Thursday, May 3, 2018

The Second Leg

We knew what problems we faced, and started tackling them one at a time.Our aim was to perfect our project by the end of the semester.

Inclusion of more fonts

We scanned through all the books we had, and started listing all the different fonts used in them. Since we had already converted one font, the process went smoother for the new fonts we discovered. We also used the sorce code from some open-source converters we found online, which helped speed up the process considerably. There were some extremely obscure fonts too, so rare that even their font files weren't available on the internet. Another type of fonts we couldnt't convert were Type I fonts, which were discontinued by Adobe a few years ago. Devlys010 and Walkman Chanakya were two new major fonts that we added to our converter. At the end of this, we were able to convert a lot of the books provided to us. Our mentor also arranged more books from the Rajasthan board, the Chhattisgarh board as well as the CBSE. 

Font Sizing

We moved on to our next problem- the difference in sizes of the fonts. Another issue closely related to this was the difference in the appearance of fonts. These problems were solved in two steps, identifying fonts that closely resembled each other, and then finding an appropriate size conversion for them. Each of these tasks was time consuming, and not something we liked doing, but it had to be done. These conversions were then added to our original script, taking it one step closer to completion.

Headings

Our final task was to tag the text present in the documents according to their position in the hierarchical structure. InDesign supports six levels of headings, h1 through h6, for exporting to various types. These heading tags were important for a visually impaired reader to understand the book structure. We used a tree structure to decide heading levels, with a proper descending structure i.e h2 after h1, h3 after h2, and so on. One assumption we took in this case was that the first heading-type object of the document would be h1. All the remaining text was categorized as paragraph, and the document was ready for exporting.

The Final Deliverable

Our final deliverable that was published online as well as provided to NGOs consisted of two scripts - oe for conversion of fonts with appropriate sizing, and the other for tagging of headings. The only problem we couldnt resolve was the tagging of tables and lists in the document, but these objects were rarely present in the books we converted. The output file generated by exporting the converted InDesign document can be read by any screen reader or document reader which supports Hindi.
The project directory can be found at https://github.com/prakhariitd/COP315-Hindi-fonts-to-Unicode

Our scripts work quite fast, and a 300 page book can be converted in under 2 minutes.
This is how our project works:

Wednesday, May 2, 2018

The Font Conversion

We started working on the problem in December of 2017 under the guidance of Akashdeep sir, our PhD mentor. The first font that we had to convert was Chanakya, which was the original aim of the project.

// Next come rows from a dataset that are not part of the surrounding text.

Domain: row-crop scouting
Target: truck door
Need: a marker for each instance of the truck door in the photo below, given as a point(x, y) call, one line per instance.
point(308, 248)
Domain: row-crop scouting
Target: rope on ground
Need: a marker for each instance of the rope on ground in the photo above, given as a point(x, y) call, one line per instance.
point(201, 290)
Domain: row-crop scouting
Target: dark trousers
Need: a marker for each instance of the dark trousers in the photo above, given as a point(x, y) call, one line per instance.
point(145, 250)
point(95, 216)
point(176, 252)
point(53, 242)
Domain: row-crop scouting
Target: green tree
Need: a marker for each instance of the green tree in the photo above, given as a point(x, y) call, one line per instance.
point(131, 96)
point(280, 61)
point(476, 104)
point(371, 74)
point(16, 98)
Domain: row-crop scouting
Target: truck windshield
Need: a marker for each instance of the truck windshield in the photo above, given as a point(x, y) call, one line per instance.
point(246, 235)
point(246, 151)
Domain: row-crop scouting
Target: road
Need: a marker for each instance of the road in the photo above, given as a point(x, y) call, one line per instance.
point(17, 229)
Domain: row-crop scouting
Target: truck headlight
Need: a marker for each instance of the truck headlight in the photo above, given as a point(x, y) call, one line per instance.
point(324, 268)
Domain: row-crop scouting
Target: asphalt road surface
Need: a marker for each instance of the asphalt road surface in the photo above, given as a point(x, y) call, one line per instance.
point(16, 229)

The deliverable we had to produce was an InDesign Script that ould convert the non-unicode text present in a document. The reason for using InDesign was that our primary goal was to get publishers to use our script, so that they could directly publish the books in Unicode online. InDesign also provides the maximum editing freedom over a document. The procurement of new master files from various school boards was handled by our mentor, while we worked on the conversion.
  

The Dictionary

The first step to convert any font into another is to create a dictionary that maps characters in one font to the corresponding characters in another. We used a software called Font Forge which displays the mapping of a font's characters. Using this, we could map two fonts to each other. But since each font has hundreds of characters, and for non-Unicode fonts, this mapping is unordered, the task of creating a dictionary was extremely tedious and time-consuming. To make things easier, we created a tool in Visual Basic which allowed us to map the characters to their corresponding ones in non-Unicde and create the dictionary easily.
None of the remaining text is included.